The blog post where we call the include has gotten just a bit more simple by switching from full image paths to just the slug. We then take that slug and use the capture feature of Liquid templates to come up with the paths to our set of 4 images (900, 1200, 1800, and full). To make this easier to read I'm cheating a bit and have removed some additional logic but this is pretty close to what I'm using!

Note those sizes and srcset attributes - neat huh?! Here's how I read them:

sizes="(max-width: 800px) calc(100vw - 80px), 760px"

When the browser is 800 pixels wide or smaller then take the viewport width and subtract 80 pixels to determine the size of the image element. If it is bigger than 800 pixels wide then the width of the image is exactly 760 pixels no math required.

srcset="{{ small_src }} 900w, {{ medium_src }} 1200w, {{ large_src }} 1800w"

For this image there are 3 sizes available and this is the map for width to image URL. Pick the URL that works best for this device. If none of these work or you don't understand this attribute then fallback to the value of the src attribute.

Adding a Helper Script

With the include file set and my existing images lovingly massaged into optimized versions, I started thinking about what I would do moving forward. What I wanted to be able to do was take a screenshot, copy it into the folder for my site, and then run a script on it to automate the rest of the process. While I was at it, I might as well have this helper script return the include snippet. Here's what I had in mind:

$ bin/cut_images look-at-this.png 83
{%
  include
  framed_image.html
  alt="Short phrase"
  caption="This should be a sentence."
  slug="look-at-this"
%}

Call the script with the file to process and the number of the blog post. It should do the work and then return on stdout the include lines that I could copy/paste into the blog post I'm working on. Once it was working well I could actually just pipe it to pbcopy and I'd already have it on my clipboard. So how do I actually take an image and automate the resizing and exporting I was manually doing in Pixelmator?

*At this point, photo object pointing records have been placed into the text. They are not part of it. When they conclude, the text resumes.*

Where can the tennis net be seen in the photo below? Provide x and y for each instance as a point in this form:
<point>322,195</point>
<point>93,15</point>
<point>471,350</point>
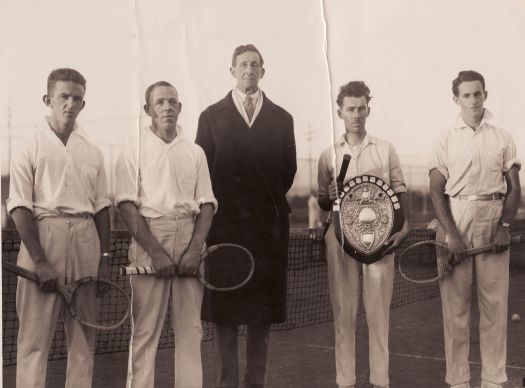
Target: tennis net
<point>308,301</point>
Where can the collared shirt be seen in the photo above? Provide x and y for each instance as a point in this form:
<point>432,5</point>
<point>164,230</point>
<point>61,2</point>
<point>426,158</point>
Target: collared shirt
<point>473,162</point>
<point>239,98</point>
<point>164,179</point>
<point>50,178</point>
<point>373,156</point>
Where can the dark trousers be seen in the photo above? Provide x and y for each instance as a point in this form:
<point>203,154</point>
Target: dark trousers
<point>257,339</point>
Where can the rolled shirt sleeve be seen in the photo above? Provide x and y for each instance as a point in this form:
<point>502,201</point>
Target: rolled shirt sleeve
<point>203,189</point>
<point>397,181</point>
<point>21,179</point>
<point>437,158</point>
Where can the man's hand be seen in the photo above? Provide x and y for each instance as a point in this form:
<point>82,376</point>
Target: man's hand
<point>334,189</point>
<point>501,239</point>
<point>189,263</point>
<point>456,246</point>
<point>164,267</point>
<point>47,276</point>
<point>396,239</point>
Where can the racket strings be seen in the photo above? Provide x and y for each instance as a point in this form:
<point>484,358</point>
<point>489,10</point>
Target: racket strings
<point>424,262</point>
<point>227,267</point>
<point>99,303</point>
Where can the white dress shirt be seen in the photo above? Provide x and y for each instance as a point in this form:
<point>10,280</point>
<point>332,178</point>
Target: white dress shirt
<point>373,156</point>
<point>50,178</point>
<point>164,179</point>
<point>239,98</point>
<point>473,162</point>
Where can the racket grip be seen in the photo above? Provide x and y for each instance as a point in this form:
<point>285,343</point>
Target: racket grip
<point>137,270</point>
<point>344,167</point>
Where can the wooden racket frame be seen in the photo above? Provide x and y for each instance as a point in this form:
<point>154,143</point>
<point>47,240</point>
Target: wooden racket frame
<point>454,260</point>
<point>150,270</point>
<point>68,290</point>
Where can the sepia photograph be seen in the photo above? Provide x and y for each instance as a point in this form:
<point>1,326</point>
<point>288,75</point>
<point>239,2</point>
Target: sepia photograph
<point>242,194</point>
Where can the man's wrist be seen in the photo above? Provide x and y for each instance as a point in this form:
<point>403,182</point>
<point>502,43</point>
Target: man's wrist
<point>503,224</point>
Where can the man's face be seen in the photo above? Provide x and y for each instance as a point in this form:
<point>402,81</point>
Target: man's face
<point>354,111</point>
<point>248,71</point>
<point>471,98</point>
<point>164,107</point>
<point>65,101</point>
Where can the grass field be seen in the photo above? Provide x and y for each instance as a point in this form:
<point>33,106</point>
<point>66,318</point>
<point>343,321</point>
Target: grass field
<point>304,358</point>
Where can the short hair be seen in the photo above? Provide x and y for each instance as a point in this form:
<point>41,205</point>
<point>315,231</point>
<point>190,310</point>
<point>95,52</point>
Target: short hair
<point>245,48</point>
<point>353,89</point>
<point>466,76</point>
<point>152,87</point>
<point>65,75</point>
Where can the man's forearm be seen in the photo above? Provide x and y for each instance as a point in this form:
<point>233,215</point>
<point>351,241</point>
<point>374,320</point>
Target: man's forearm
<point>138,229</point>
<point>202,227</point>
<point>28,232</point>
<point>441,206</point>
<point>102,224</point>
<point>512,200</point>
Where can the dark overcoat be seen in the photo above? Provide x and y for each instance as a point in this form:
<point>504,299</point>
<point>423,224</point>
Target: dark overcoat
<point>251,170</point>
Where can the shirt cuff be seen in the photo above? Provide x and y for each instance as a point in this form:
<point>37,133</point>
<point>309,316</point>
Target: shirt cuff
<point>127,198</point>
<point>213,201</point>
<point>402,188</point>
<point>13,203</point>
<point>442,169</point>
<point>101,204</point>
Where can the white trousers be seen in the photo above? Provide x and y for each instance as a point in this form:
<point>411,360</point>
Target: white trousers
<point>150,298</point>
<point>378,283</point>
<point>73,250</point>
<point>476,222</point>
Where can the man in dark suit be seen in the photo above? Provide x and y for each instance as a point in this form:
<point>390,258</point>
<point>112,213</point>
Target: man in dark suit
<point>250,146</point>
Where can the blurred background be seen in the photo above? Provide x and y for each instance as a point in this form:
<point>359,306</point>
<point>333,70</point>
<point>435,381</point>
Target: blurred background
<point>407,52</point>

I worked with Claude and tinkered with an AppleScript to automate the loop of resizing the original image and then exporting for web. For the sake of simplicity here's the bones of what that looks like:

tell application "Pixelmator Pro"
  tell the front document
    # the targetWidth is injected in a loop
    resize image width targetWidth
    # the targetPath is also injected
    export for web to targetPath as PNG with properties {...}
  end tell
end tell

The idea is that I write a bash script that uses osascript to invoke this AppleScript. Convoluted I know. When I run the bash script it will open the original image file in Pixelmator, invoke the AppleScript for each size to create the set of 4 images, and then echo back to me the include snippet so I can paste it into the markdown file for the blog post.

Conclusion

It was fun to explore the state of serving images on a website and wow did I learn a lot. My experience with websites goes back decades and so a lot of this stuff just did not exist when I was first learning about the topic. Then taking that learning and applying it to my website in a way that I could automate so that adding an image to the site is as simple as possible gave me a lot of satisfaction. I hope to never think this hard about my blog post images again!